Proche de son état d’origine, l’immeuble n’a subi que très peu de transformations. De plus, le soin apporté à la composition architecturale et au choix des matériaux, typique du post-modernisme, font de cet édifice un élément digne d’intérêt.
Sources :
- Isabelle Charollais, Jean-Marc Lamunière et Michel Nemec, L'architecture à Genève 1919-1975, Office du patrimoine et des sites, Gollion: Infolio, Genève, 2015, fiche 194
- Recensement architectural du canton de Genève, 2022, fiche n° RAC-VGE-09134
Ancien comptoir bancaire et financier (actuelle union bancaire privée)
Bâti par François Maurice, en collaboration avec Louis Parmelin entre 1965 et 1967, l'immeuble est constitué de sept étages prévus pour abriter tous les services des deux propriétaires, des magasins au rez-de-chaussée et à l'entresol, ainsi que des bureaux destinés à la location.

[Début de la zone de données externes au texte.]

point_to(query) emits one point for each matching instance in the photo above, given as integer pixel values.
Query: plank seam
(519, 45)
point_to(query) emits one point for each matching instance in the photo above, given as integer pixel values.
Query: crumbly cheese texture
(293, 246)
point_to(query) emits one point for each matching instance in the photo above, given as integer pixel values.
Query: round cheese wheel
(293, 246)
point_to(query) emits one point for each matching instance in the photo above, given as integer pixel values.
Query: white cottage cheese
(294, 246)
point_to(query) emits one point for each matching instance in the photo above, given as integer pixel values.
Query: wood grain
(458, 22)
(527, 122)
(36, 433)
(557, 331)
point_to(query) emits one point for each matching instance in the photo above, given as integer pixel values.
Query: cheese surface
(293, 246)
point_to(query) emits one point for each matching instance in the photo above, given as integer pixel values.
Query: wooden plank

La qualité de l'expression architecturale, sobre et contemporaine, des solutions constructives retenues (structures en profilés métalliques et façades-rideaux contreventées par un noyau en béton accueillant des circulations verticales et des gaines de service, plans des étages libres pour obtenir le maximum de flexibilité pour l'aménagement des espaces), ainsi que le choix et la mise en œuvre des matériaux (acier, verre et béton) sont cités dans une abondante littérature. Le bâtiment est reconnu comme un des meilleurs exemples genevois réalisé sous l'influence du Mouvement moderne et de l'architecture de Mies van der Rohe en particulier.
Sources :
- François Maurice, Jean-Pierre Dom, "Comptoir bancaire et Financier SA, Genf" in Werk/œuvre n° 8, 1973 ;
- Isabelle Charollais, Jean-Marc Lamunière et Michel Nemec, L'architecture à Genève 1919-1975, Office du patrimoine et des sites, Gollion: Infolio, 2015 ;
- François Maurice et Associés, FAS, cahier n° 1, 2003
- Patrimoine suisse Genève, XXe, un siècle d'architectures à Genève. Promenades, Gollion: Infolio, 2009 ;
- Bruno Marchand, François Maurice architecte, Gollion: Infolio, 2009.